News

Heartland hacker Gonzalez pleads guilty to compromise of 170 million cards

September 13, 2009

Albert Gonzalez, the 28-year-old hacker accused of stealing and reselling more than 170 million credit and debit/ATM card numbers, pleaded guilty this week to identity theft, wire fraud, computer fraud and conspiracy, reports Afterdawn.com.

Now Gonzalez has to give up his Miami condo, a 2006 BMW 330i, thousands of dollars in jewelry and U.S. $2.7 million in cash. Sentencing is set for Dec. 8, and Gonzalez is expected to receive the maximum of 20 years in prison.

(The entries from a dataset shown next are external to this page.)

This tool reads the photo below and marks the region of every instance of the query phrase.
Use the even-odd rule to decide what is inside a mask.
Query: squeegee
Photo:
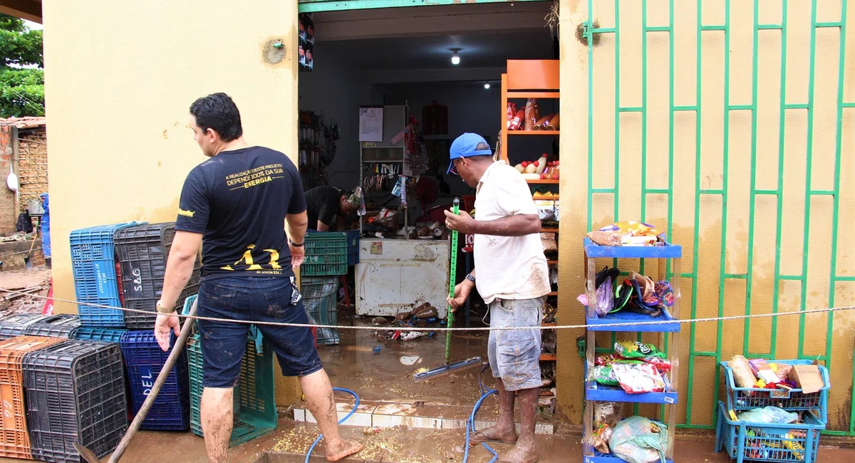
[[[457,215],[460,214],[460,198],[454,198],[454,214]],[[466,214],[469,214],[468,212]],[[451,265],[450,267],[451,276],[449,278],[449,290],[448,296],[450,298],[454,297],[454,286],[455,286],[455,278],[457,274],[457,231],[451,231]],[[451,312],[453,308],[451,305],[448,305],[448,310],[445,311],[445,325],[449,328],[451,327],[451,324],[454,323],[454,313]],[[426,379],[433,379],[435,378],[439,378],[445,376],[451,372],[456,372],[459,370],[464,370],[467,368],[473,368],[481,365],[481,357],[472,357],[471,359],[466,359],[465,360],[456,361],[454,363],[451,362],[451,331],[445,331],[445,364],[442,366],[437,368],[432,368],[428,370],[422,370],[416,372],[413,375],[413,379],[416,383],[421,383]]]

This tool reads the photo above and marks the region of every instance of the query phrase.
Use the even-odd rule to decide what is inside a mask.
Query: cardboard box
[[[813,394],[819,392],[819,390],[825,387],[823,382],[823,375],[819,372],[819,366],[817,365],[796,365],[790,371],[790,379],[792,379],[803,394]]]

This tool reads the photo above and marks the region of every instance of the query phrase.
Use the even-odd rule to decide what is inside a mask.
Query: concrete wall
[[[370,85],[358,66],[323,44],[315,44],[315,56],[314,70],[299,74],[300,109],[339,125],[341,138],[327,167],[327,179],[329,185],[350,190],[359,184],[359,107],[372,104]]]
[[[724,1],[704,2],[701,12],[705,25],[724,22]],[[597,1],[591,17],[602,27],[615,24],[615,3]],[[646,183],[648,188],[667,188],[669,182],[669,34],[647,34],[647,93],[641,86],[641,10],[639,3],[621,3],[620,12],[620,102],[621,106],[647,105],[646,118]],[[648,26],[669,23],[667,2],[649,2]],[[851,227],[846,224],[855,220],[855,187],[847,181],[855,174],[855,114],[843,111],[841,161],[840,179],[840,222],[834,230],[834,198],[830,196],[813,196],[805,199],[807,150],[812,148],[813,190],[834,188],[835,134],[837,122],[836,92],[838,88],[838,59],[840,56],[839,28],[823,28],[817,32],[815,93],[813,96],[813,126],[808,125],[805,109],[787,109],[784,117],[785,138],[781,185],[783,195],[781,206],[774,195],[758,195],[754,199],[752,214],[752,177],[757,189],[774,190],[778,185],[779,127],[781,126],[781,32],[760,31],[758,42],[758,103],[756,117],[757,168],[752,169],[752,116],[750,111],[730,111],[728,141],[725,140],[723,108],[725,74],[724,59],[730,56],[729,103],[751,104],[752,57],[753,49],[753,17],[751,2],[730,2],[730,50],[724,49],[722,32],[705,32],[702,34],[702,73],[696,73],[696,3],[675,2],[674,33],[674,104],[693,105],[696,84],[702,79],[700,117],[700,163],[695,161],[694,112],[675,113],[673,138],[675,144],[673,223],[668,223],[668,196],[648,195],[646,220],[665,230],[673,227],[672,239],[683,245],[684,274],[697,274],[683,278],[681,315],[712,317],[718,315],[720,300],[725,316],[768,314],[773,310],[775,285],[775,256],[780,253],[781,275],[804,276],[799,279],[777,278],[779,312],[796,312],[804,304],[807,309],[828,307],[830,292],[835,306],[855,302],[855,274],[851,262],[855,255],[855,243],[849,239]],[[809,56],[811,51],[810,3],[789,2],[787,57],[787,103],[808,102]],[[592,209],[594,227],[614,220],[641,219],[642,198],[642,119],[640,113],[620,115],[620,146],[615,146],[615,39],[611,34],[603,34],[602,41],[594,49],[593,59],[593,185],[595,188],[620,187],[616,199],[619,217],[614,217],[613,195],[594,195],[593,202],[587,198],[588,169],[588,61],[587,47],[580,44],[567,31],[575,31],[577,25],[588,18],[587,2],[562,0],[562,166],[564,170],[572,166],[576,174],[563,174],[561,181],[562,209],[560,249],[562,249],[559,279],[559,317],[562,323],[581,323],[582,309],[575,302],[583,291],[583,261],[580,259],[580,240],[586,227],[588,208]],[[847,23],[855,21],[852,9]],[[840,5],[836,2],[820,3],[817,21],[840,21]],[[781,2],[764,4],[759,23],[774,24],[781,21]],[[568,39],[569,38],[569,39]],[[846,36],[843,101],[855,101],[852,79],[852,50],[855,38]],[[808,133],[812,134],[812,140]],[[723,168],[725,143],[729,150],[729,164]],[[619,179],[615,179],[615,153],[619,152]],[[721,195],[704,195],[699,208],[695,208],[695,175],[700,171],[702,189],[727,188],[727,201]],[[726,183],[725,183],[726,182]],[[573,205],[573,207],[568,207]],[[805,208],[810,205],[805,226]],[[726,214],[723,213],[726,206]],[[780,215],[782,234],[775,243],[775,222]],[[696,222],[697,220],[697,222]],[[753,223],[752,222],[753,220]],[[697,223],[697,226],[696,224]],[[722,233],[722,226],[726,232]],[[753,228],[753,247],[749,249],[749,232]],[[837,268],[832,269],[832,243],[837,232]],[[698,236],[697,262],[693,261]],[[805,237],[805,234],[807,236]],[[725,240],[722,242],[722,239]],[[810,254],[803,255],[803,243],[809,243]],[[752,267],[749,267],[749,255]],[[804,258],[804,259],[803,259]],[[722,261],[723,260],[723,261]],[[637,265],[619,262],[622,270]],[[636,267],[637,268],[637,267]],[[655,274],[655,262],[648,262],[646,272]],[[737,275],[722,281],[720,269],[727,275]],[[748,269],[751,268],[749,273]],[[836,272],[842,276],[835,284],[830,284],[829,275]],[[739,275],[743,275],[740,277]],[[799,277],[800,278],[801,277]],[[848,280],[846,280],[848,279]],[[746,283],[750,286],[746,287]],[[697,288],[693,288],[693,284]],[[804,287],[803,287],[804,285]],[[830,285],[830,286],[829,286]],[[752,296],[750,308],[746,295]],[[721,298],[721,299],[720,299]],[[715,409],[714,390],[719,387],[716,378],[716,357],[698,356],[694,359],[692,388],[692,413],[687,417],[688,401],[687,383],[689,378],[689,344],[693,337],[695,352],[719,352],[720,360],[729,360],[744,350],[758,355],[774,351],[779,359],[799,355],[799,338],[804,339],[805,358],[816,358],[828,354],[832,370],[828,428],[849,431],[849,414],[852,386],[852,345],[855,342],[855,312],[845,311],[834,315],[831,332],[827,335],[828,317],[825,314],[805,317],[804,330],[799,328],[799,317],[781,317],[776,328],[770,319],[754,319],[750,326],[743,320],[720,324],[704,323],[692,327],[684,325],[679,361],[682,371],[679,377],[680,406],[678,422],[710,425]],[[773,330],[776,329],[776,343],[770,345]],[[718,331],[722,338],[717,338]],[[750,330],[750,331],[748,331]],[[747,334],[746,334],[747,333]],[[581,417],[582,390],[581,384],[582,362],[574,353],[575,337],[581,331],[564,331],[558,345],[564,354],[558,360],[558,396],[561,409],[573,421]],[[831,337],[831,349],[827,340]],[[634,338],[634,334],[632,335]],[[744,339],[747,345],[744,345]],[[656,341],[655,337],[645,337]],[[598,339],[600,347],[607,347],[608,336]],[[569,387],[563,387],[569,384]],[[719,395],[721,398],[722,396]],[[642,407],[653,413],[652,407]],[[655,414],[655,413],[654,413]]]
[[[204,160],[188,127],[194,99],[230,94],[249,143],[296,156],[297,2],[51,0],[44,14],[54,290],[69,313],[72,230],[175,219]],[[276,40],[284,59],[271,63]],[[280,401],[298,398],[295,384]]]

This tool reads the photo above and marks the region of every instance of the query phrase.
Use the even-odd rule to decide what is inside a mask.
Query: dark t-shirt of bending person
[[[203,281],[291,277],[285,218],[304,210],[294,163],[279,151],[254,146],[223,151],[190,171],[175,230],[204,234]]]
[[[347,193],[335,186],[316,186],[306,191],[306,214],[309,228],[317,230],[318,220],[335,230],[341,196]]]

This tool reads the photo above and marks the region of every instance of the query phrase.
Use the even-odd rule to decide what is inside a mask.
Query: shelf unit
[[[557,100],[560,93],[556,91],[560,87],[558,79],[558,60],[508,60],[508,72],[502,74],[501,120],[506,120],[508,101],[522,98],[554,99]],[[503,127],[500,134],[501,159],[509,165],[508,137],[558,137],[560,131],[508,131],[507,126]],[[534,159],[529,161],[536,161]],[[529,185],[557,185],[558,180],[528,180]],[[537,201],[558,201],[556,195],[552,197],[536,198]],[[557,227],[543,227],[541,232],[558,233]],[[550,260],[547,265],[550,268],[557,264],[557,261]],[[557,307],[557,291],[550,292],[548,298],[556,300]],[[555,323],[544,323],[543,325],[552,325]],[[546,331],[544,331],[545,333]],[[541,354],[540,361],[556,361],[556,354]]]
[[[674,305],[671,310],[663,310],[662,315],[657,318],[651,318],[640,314],[632,312],[616,312],[610,314],[604,318],[598,318],[594,312],[593,304],[588,304],[585,308],[585,324],[588,325],[586,340],[586,364],[585,364],[585,413],[582,423],[582,441],[586,443],[582,447],[582,455],[585,463],[618,463],[623,460],[612,456],[604,455],[596,452],[593,447],[588,443],[588,437],[593,431],[593,404],[594,401],[616,401],[628,403],[654,403],[662,404],[668,407],[668,419],[665,425],[668,426],[668,448],[665,452],[665,458],[669,463],[674,461],[674,442],[675,421],[677,415],[677,404],[679,396],[677,394],[677,382],[680,379],[680,278],[681,272],[681,258],[682,257],[682,248],[676,244],[666,243],[665,246],[651,247],[630,247],[630,246],[599,246],[593,243],[590,238],[585,238],[585,264],[586,264],[586,284],[585,290],[587,294],[587,300],[596,300],[595,278],[597,275],[597,259],[656,259],[658,261],[658,280],[666,279],[665,274],[666,262],[671,260],[670,278],[671,289],[674,291]],[[639,325],[640,322],[661,321],[658,325]],[[669,323],[673,321],[673,323]],[[598,326],[609,325],[606,326]],[[593,379],[593,373],[594,366],[594,358],[596,355],[596,335],[598,331],[611,332],[657,332],[659,333],[659,344],[663,343],[665,336],[669,335],[668,343],[669,360],[671,360],[671,372],[669,378],[671,380],[671,390],[665,392],[648,392],[645,394],[627,394],[621,388],[606,387],[597,384]]]
[[[388,179],[390,185],[394,185],[398,175],[413,177],[413,168],[411,160],[408,159],[404,154],[405,138],[403,138],[404,131],[407,127],[407,120],[410,119],[410,110],[406,105],[394,105],[383,107],[383,141],[381,142],[359,142],[359,185],[368,199],[376,196],[390,196],[391,192],[372,191],[364,187],[364,179],[367,171],[376,169],[382,170],[390,168],[394,173],[390,173]],[[397,138],[401,137],[400,138]],[[395,141],[395,140],[398,141]],[[416,198],[410,198],[410,202],[415,202]],[[401,203],[400,200],[396,202]],[[410,206],[411,207],[411,206]],[[404,230],[410,226],[410,208],[404,208]],[[363,234],[363,226],[365,216],[359,217],[359,234]],[[410,239],[404,233],[405,239]]]

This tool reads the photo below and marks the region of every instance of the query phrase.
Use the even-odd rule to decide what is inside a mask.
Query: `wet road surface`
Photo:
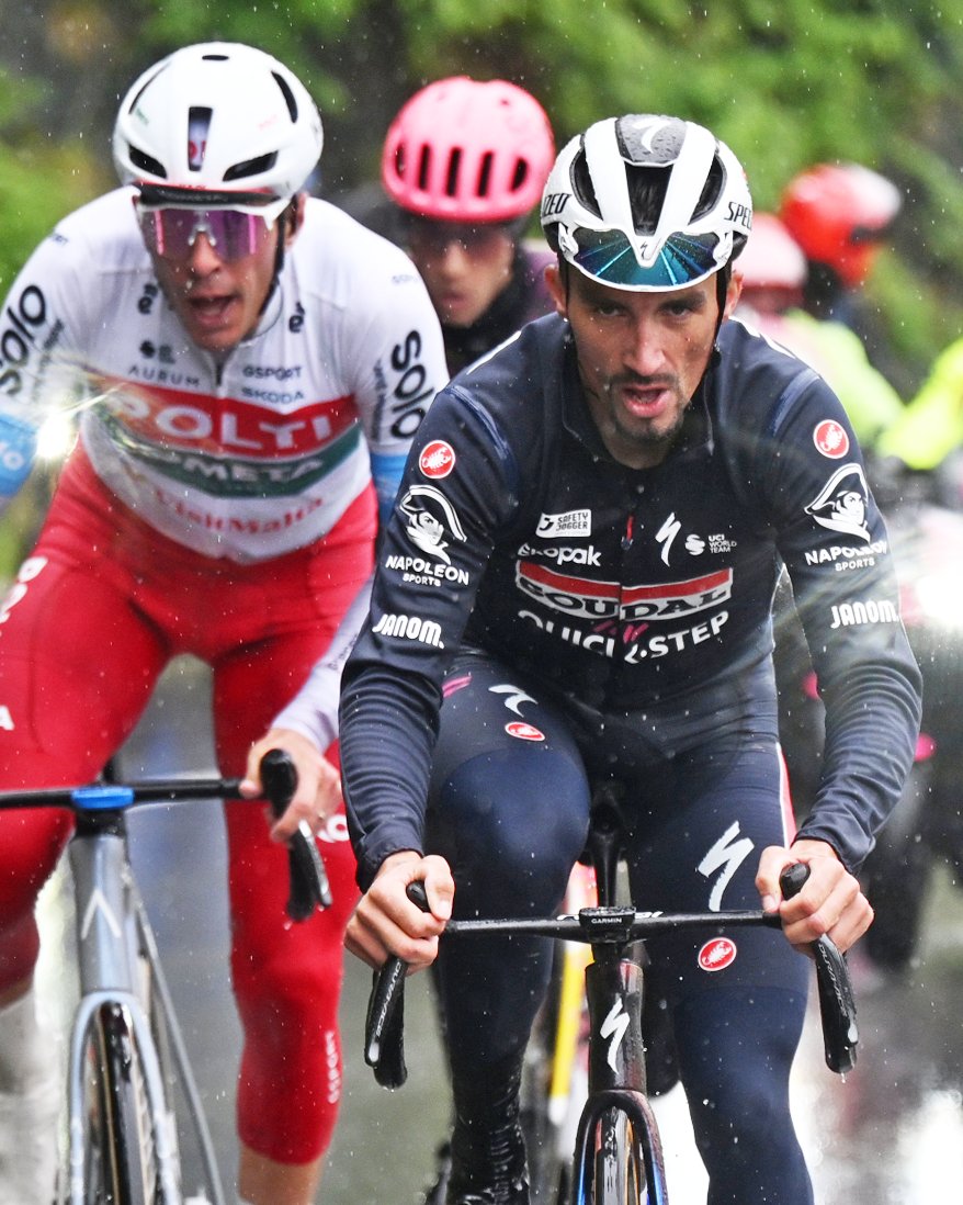
[[[206,675],[176,663],[124,753],[124,774],[144,777],[212,769],[203,716]],[[131,857],[155,925],[234,1200],[234,1077],[240,1028],[228,982],[225,853],[220,810],[144,809],[131,818]],[[63,881],[45,894],[42,983],[52,1011],[69,998]],[[47,940],[49,937],[49,940]],[[69,947],[67,947],[69,948]],[[826,1070],[810,1010],[792,1083],[792,1107],[813,1169],[819,1205],[958,1205],[963,1198],[963,893],[937,876],[920,958],[882,977],[852,958],[861,1051],[845,1083]],[[345,964],[342,1031],[345,1093],[318,1201],[415,1205],[445,1133],[448,1097],[427,981],[409,982],[409,1080],[379,1088],[364,1065],[370,975]],[[704,1175],[679,1092],[658,1103],[673,1205],[704,1205]],[[190,1158],[188,1156],[188,1168]],[[190,1170],[185,1188],[190,1191]]]

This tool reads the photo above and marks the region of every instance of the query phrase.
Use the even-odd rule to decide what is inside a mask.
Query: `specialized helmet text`
[[[739,160],[709,130],[633,113],[596,122],[562,149],[545,184],[542,227],[592,280],[683,289],[739,254],[752,199]]]

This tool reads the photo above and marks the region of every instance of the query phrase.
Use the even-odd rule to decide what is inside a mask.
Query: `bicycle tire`
[[[596,1133],[593,1205],[649,1205],[645,1160],[630,1118],[607,1109]]]
[[[85,1205],[163,1205],[140,1054],[114,1001],[91,1019],[84,1056]]]

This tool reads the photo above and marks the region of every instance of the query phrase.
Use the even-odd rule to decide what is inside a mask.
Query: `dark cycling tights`
[[[557,910],[587,831],[590,759],[626,787],[637,907],[758,907],[760,852],[791,839],[774,725],[707,722],[697,742],[663,753],[625,724],[599,724],[585,740],[536,694],[480,658],[449,678],[426,848],[451,865],[456,916]],[[809,964],[773,930],[739,930],[722,960],[701,957],[710,936],[651,941],[646,977],[675,1017],[709,1205],[811,1205],[788,1111]],[[524,1046],[550,957],[539,939],[442,944],[444,1027],[460,1063],[495,1064]]]
[[[805,997],[781,988],[722,988],[675,1010],[683,1082],[709,1172],[707,1205],[813,1201],[788,1093],[773,1075],[791,1063],[804,1012]],[[755,1018],[749,1034],[738,1019],[746,1016]]]

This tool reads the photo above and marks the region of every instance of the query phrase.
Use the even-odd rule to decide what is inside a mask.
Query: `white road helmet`
[[[745,172],[714,134],[632,113],[590,125],[562,149],[542,227],[569,264],[634,292],[684,289],[725,268],[752,225]]]
[[[289,200],[320,158],[305,86],[264,51],[207,42],[175,51],[131,86],[113,133],[125,184],[152,204]]]

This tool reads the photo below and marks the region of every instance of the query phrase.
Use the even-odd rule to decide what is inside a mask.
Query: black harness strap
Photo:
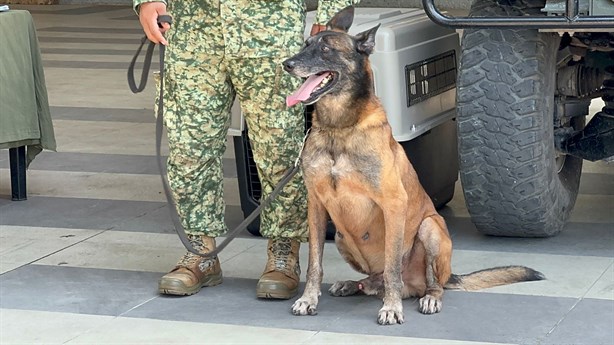
[[[168,15],[161,15],[158,17],[158,25],[161,25],[161,23],[170,24],[171,22],[172,22],[172,18]],[[134,57],[132,58],[132,61],[130,62],[130,66],[128,67],[128,85],[130,86],[130,90],[132,90],[133,93],[139,93],[143,91],[145,89],[145,85],[147,84],[147,75],[149,74],[149,69],[151,67],[151,59],[153,56],[153,50],[154,50],[154,47],[156,46],[156,44],[151,41],[149,41],[149,45],[147,46],[147,52],[145,54],[145,61],[143,62],[143,71],[141,73],[141,81],[139,82],[138,86],[136,85],[136,82],[134,79],[134,66],[136,64],[136,60],[139,54],[141,53],[141,50],[143,49],[145,42],[147,41],[149,41],[147,39],[147,36],[141,39],[141,45],[139,46]],[[177,235],[179,235],[179,239],[181,239],[183,246],[190,253],[193,253],[193,254],[196,254],[202,257],[213,257],[213,256],[217,256],[235,237],[237,237],[237,235],[239,235],[239,232],[245,230],[245,228],[247,228],[247,226],[251,222],[253,222],[254,219],[256,219],[256,217],[258,217],[262,208],[270,204],[273,198],[275,198],[281,192],[281,189],[286,184],[288,184],[288,182],[292,179],[292,177],[296,175],[296,173],[298,172],[299,160],[297,159],[293,168],[290,168],[286,171],[286,173],[281,178],[277,186],[273,189],[273,191],[268,196],[268,198],[262,201],[260,205],[258,205],[258,207],[256,207],[256,209],[249,216],[247,216],[247,218],[245,218],[241,222],[241,224],[239,224],[235,229],[233,229],[228,234],[226,234],[226,238],[224,239],[224,241],[220,243],[215,250],[209,253],[200,253],[196,249],[194,249],[194,247],[192,246],[192,243],[190,242],[190,239],[186,235],[183,225],[181,224],[181,219],[179,217],[179,214],[177,213],[177,209],[175,207],[175,201],[171,193],[171,188],[166,178],[167,176],[166,163],[163,161],[162,154],[161,154],[162,130],[164,127],[164,119],[163,119],[162,110],[164,107],[164,53],[165,53],[165,48],[166,47],[163,44],[160,44],[158,46],[158,50],[160,52],[160,94],[158,97],[158,114],[156,118],[156,157],[158,159],[158,169],[160,170],[160,177],[162,178],[162,187],[164,188],[164,194],[166,195],[166,201],[168,202],[168,205],[169,205],[171,220],[173,221],[173,226],[175,227],[175,231],[177,232]]]

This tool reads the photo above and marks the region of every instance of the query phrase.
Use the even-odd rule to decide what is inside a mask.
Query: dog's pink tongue
[[[305,80],[303,85],[301,85],[301,87],[298,90],[294,91],[293,94],[286,97],[286,105],[288,105],[289,107],[292,107],[298,104],[299,102],[308,99],[309,95],[311,95],[313,90],[318,85],[320,85],[322,80],[324,80],[324,78],[326,78],[327,75],[328,73],[322,73],[320,75],[314,74],[310,76],[309,78],[307,78],[307,80]]]

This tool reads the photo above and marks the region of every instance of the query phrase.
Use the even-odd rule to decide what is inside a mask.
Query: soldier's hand
[[[326,30],[326,25],[320,25],[320,24],[313,24],[311,26],[311,32],[309,33],[311,36],[315,36],[318,34],[318,32],[320,31],[324,31]]]
[[[171,26],[169,23],[158,26],[158,16],[163,14],[166,14],[166,5],[163,2],[144,2],[139,5],[139,21],[147,38],[154,43],[167,45],[163,33]]]

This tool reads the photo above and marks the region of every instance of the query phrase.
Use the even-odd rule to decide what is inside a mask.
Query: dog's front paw
[[[328,292],[336,297],[355,295],[358,291],[358,282],[353,280],[338,281],[328,289]]]
[[[403,322],[405,322],[405,319],[403,318],[403,310],[401,308],[387,308],[384,306],[377,315],[377,323],[380,325],[396,325]]]
[[[441,298],[426,295],[420,298],[420,312],[422,314],[435,314],[441,311]]]
[[[316,307],[318,306],[317,301],[310,301],[307,298],[301,297],[292,305],[292,314],[294,315],[316,315],[318,311]]]

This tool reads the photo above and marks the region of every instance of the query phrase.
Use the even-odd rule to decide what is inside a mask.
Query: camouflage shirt
[[[135,11],[138,12],[140,4],[152,1],[166,3],[164,0],[133,0]],[[316,23],[326,24],[339,10],[359,1],[319,0]],[[224,49],[228,55],[287,55],[303,44],[304,0],[220,0],[219,7]],[[172,15],[172,6],[169,11]]]

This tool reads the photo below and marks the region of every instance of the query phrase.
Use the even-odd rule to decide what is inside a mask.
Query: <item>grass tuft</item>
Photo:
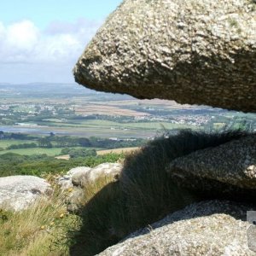
[[[82,226],[73,236],[76,242],[70,254],[95,255],[131,232],[201,200],[172,181],[166,172],[167,164],[247,135],[241,131],[182,131],[176,136],[165,134],[126,156],[118,181],[101,177],[85,186]]]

The hacker stole the credit card numbers using SQL injection and sniffer malware software to create back doors into the corporate systems at TJX Companies, BJ's Wholesale Club, OfficeMax, Boston Market, Barnes & Noble, Sports Authority and Dave & Buster's. Gonazalez and two conspirators also used wardriving — hacking accessible Wi-Fi networks in retail stores. One of the conspirators is a Morgan Stanley investment banker who wrote the sniffing programs.

The hackers either sold the numbers online or encoded the data onto magnetic strips of blank ATM cards, using the reproduced cards to withdraw thousands of dollars from ATMs.

U.S. Secret Service director Mark Sullivan says technology advances have allowed criminals to exploit loopholes in outdated security practices:

Technology has forever changed the way we do business, virtually erasing geographic boundaries. However, this case demonstrates that even in the cyber world, there is no such thing as anonymity.

Despite Gonzalez' guilty pleas in Massachusetts and New York, there are still charges pending in New Jersey, where he is accused of stealing numbers from Hannaford Brothers, 7-Eleven and Heartland Payment Systems.